How can I configure custom user agents in Playwright?
Configuring custom user agents in Playwright is essential for web scraping projects where you need to simulate different browsers, devices, or avoid detection. Playwright provides multiple ways to set user agents at different levels - from browser context to individual pages. This guide covers all the methods and best practices for user agent configuration.
What is a User Agent?
A user agent is a string that identifies the browser, operating system, and device making the request to a web server. Websites often use user agents to serve different content based on the client's capabilities or to block automated requests. When web scraping, customizing user agents helps you:
- Simulate real browser behavior
- Access mobile or desktop-specific content
- Bypass basic bot detection
- Test how websites respond to different browsers
Setting User Agent at Browser Context Level
The most common approach is to set the user agent when creating a browser context. This applies the user agent to all pages within that context:
JavaScript/Node.js Example
const { chromium } = require('playwright');
async function scrapeWithCustomUserAgent() {
const browser = await chromium.launch();
// Set custom user agent for the entire context
const context = await browser.newContext({
userAgent: 'Mozilla/5.0 (Windows NT 10.0; Win64; x64) AppleWebKit/537.36 (KHTML, like Gecko) Chrome/91.0.4472.124 Safari/537.36'
});
const page = await context.newPage();
await page.goto('https://httpbin.org/user-agent');
// The page will use the custom user agent
const userAgent = await page.textContent('body');
console.log('User Agent:', userAgent);
await browser.close();
}
scrapeWithCustomUserAgent();
Python Example
from playwright.sync_api import sync_playwright
def scrape_with_custom_user_agent():
with sync_playwright() as p:
browser = p.chromium.launch()
# Set custom user agent at context level
context = browser.new_context(
user_agent="Mozilla/5.0 (Macintosh; Intel Mac OS X 10_15_7) AppleWebKit/537.36 (KHTML, like Gecko) Chrome/91.0.4472.124 Safari/537.36"
)
page = context.new_page()
page.goto("https://httpbin.org/user-agent")

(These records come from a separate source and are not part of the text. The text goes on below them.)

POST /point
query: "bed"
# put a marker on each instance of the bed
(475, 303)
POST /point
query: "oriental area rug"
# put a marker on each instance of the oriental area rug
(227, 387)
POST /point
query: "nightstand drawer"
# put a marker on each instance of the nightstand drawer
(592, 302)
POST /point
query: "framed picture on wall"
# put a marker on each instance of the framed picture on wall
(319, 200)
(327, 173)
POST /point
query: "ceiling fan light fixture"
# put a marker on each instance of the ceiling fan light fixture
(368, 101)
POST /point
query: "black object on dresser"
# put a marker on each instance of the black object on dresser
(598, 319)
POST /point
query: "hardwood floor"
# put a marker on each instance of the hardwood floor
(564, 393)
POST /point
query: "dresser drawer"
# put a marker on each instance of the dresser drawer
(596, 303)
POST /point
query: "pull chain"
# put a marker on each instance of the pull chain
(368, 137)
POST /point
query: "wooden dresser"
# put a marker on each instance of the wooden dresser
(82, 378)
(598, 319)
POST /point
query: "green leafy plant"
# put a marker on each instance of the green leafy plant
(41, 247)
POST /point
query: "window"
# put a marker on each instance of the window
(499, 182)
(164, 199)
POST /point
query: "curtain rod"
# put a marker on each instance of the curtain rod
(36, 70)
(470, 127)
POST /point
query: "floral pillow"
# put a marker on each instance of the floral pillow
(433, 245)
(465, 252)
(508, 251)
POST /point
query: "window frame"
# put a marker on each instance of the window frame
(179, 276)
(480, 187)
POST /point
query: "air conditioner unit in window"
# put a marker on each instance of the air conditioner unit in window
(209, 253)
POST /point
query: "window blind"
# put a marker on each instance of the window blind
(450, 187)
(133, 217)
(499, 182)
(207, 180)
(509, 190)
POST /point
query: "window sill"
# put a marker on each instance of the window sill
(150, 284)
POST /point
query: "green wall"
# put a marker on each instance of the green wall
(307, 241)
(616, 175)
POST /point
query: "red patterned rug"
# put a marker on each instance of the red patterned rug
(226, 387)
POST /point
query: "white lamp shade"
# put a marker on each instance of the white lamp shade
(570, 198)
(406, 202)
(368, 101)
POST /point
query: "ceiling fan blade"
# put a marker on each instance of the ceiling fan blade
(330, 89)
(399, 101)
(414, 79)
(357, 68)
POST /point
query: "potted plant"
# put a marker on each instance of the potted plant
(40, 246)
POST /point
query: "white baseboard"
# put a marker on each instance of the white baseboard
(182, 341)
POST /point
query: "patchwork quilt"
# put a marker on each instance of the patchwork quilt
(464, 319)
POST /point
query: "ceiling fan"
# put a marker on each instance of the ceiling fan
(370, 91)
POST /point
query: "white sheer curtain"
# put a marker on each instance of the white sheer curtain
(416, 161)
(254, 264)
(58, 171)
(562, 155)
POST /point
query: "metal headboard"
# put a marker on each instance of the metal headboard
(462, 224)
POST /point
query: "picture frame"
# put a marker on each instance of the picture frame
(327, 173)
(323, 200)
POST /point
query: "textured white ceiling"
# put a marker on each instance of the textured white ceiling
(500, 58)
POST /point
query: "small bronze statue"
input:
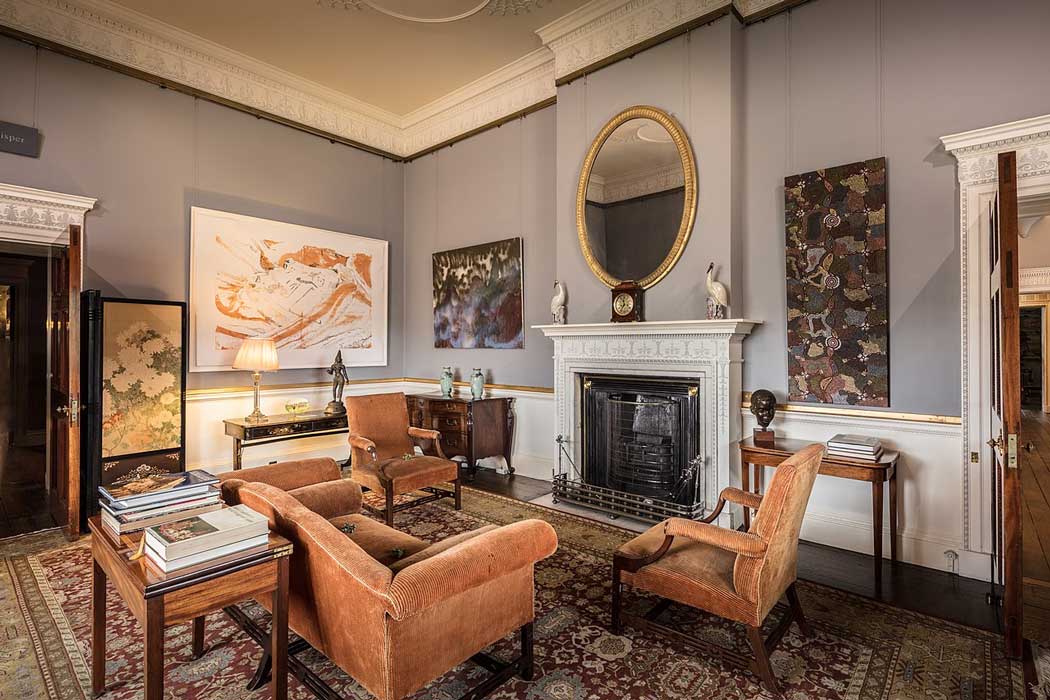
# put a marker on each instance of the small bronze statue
(763, 406)
(339, 379)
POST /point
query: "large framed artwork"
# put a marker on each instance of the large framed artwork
(838, 304)
(478, 296)
(133, 390)
(314, 291)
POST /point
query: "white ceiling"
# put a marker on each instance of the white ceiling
(390, 63)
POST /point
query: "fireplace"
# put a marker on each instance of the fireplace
(642, 447)
(672, 390)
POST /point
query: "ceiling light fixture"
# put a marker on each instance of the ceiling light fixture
(501, 7)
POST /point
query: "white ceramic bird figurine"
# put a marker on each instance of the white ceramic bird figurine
(717, 295)
(558, 303)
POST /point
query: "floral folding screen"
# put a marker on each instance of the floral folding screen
(838, 306)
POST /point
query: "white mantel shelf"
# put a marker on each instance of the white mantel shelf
(719, 326)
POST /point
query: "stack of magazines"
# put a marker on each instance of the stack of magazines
(193, 541)
(156, 499)
(855, 447)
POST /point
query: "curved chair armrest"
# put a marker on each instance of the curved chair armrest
(423, 433)
(331, 499)
(468, 565)
(744, 544)
(736, 495)
(362, 443)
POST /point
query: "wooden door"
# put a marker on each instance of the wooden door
(1006, 399)
(66, 273)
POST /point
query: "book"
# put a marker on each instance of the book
(156, 488)
(149, 510)
(190, 535)
(118, 527)
(168, 565)
(855, 443)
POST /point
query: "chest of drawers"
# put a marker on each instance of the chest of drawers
(469, 428)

# Extract and print the user agent
user_agent_text = page.text_content("body")
print(f"User Agent: {user_agent_text}")
browser.close()
scrape_with_custom_user_agent()
Setting User Agent at Page Level
You can also set user agents for individual pages using the setExtraHTTPHeaders
method:
JavaScript Example
const { chromium } = require('playwright');
async function setPageUserAgent() {
const browser = await chromium.launch();
const context = await browser.newContext();
const page = await context.newPage();
// Set user agent for this specific page
await page.setExtraHTTPHeaders({
'User-Agent': 'Mozilla/5.0 (iPhone; CPU iPhone OS 14_6 like Mac OS X) AppleWebKit/605.1.15 (KHTML, like Gecko) Version/14.0.3 Mobile/15E148 Safari/604.1'
});
await page.goto('https://httpbin.org/headers');
const headers = await page.textContent('pre');
console.log('Headers:', headers);
await browser.close();
}
setPageUserAgent();
Python Example
from playwright.sync_api import sync_playwright
def set_page_user_agent():
with sync_playwright() as p:
browser = p.chromium.launch()
context = browser.new_context()
page = context.new_page()
# Set user agent for this specific page
page.set_extra_http_headers({
"User-Agent": "Mozilla/5.0 (iPad; CPU OS 14_6 like Mac OS X) AppleWebKit/605.1.15 (KHTML, like Gecko) Version/14.0.3 Mobile/15E148 Safari/604.1"
})
page.goto("https://httpbin.org/headers")
headers = page.text_content("pre")
print(f"Headers: {headers}")
browser.close()
set_page_user_agent()
Using Predefined Device User Agents
Playwright provides predefined device configurations that include appropriate user agents. This is particularly useful for mobile emulation:
JavaScript Example
const { chromium, devices } = require('playwright');
async function useDeviceUserAgent() {
const browser = await chromium.launch();
// Use iPhone 12 configuration (includes user agent)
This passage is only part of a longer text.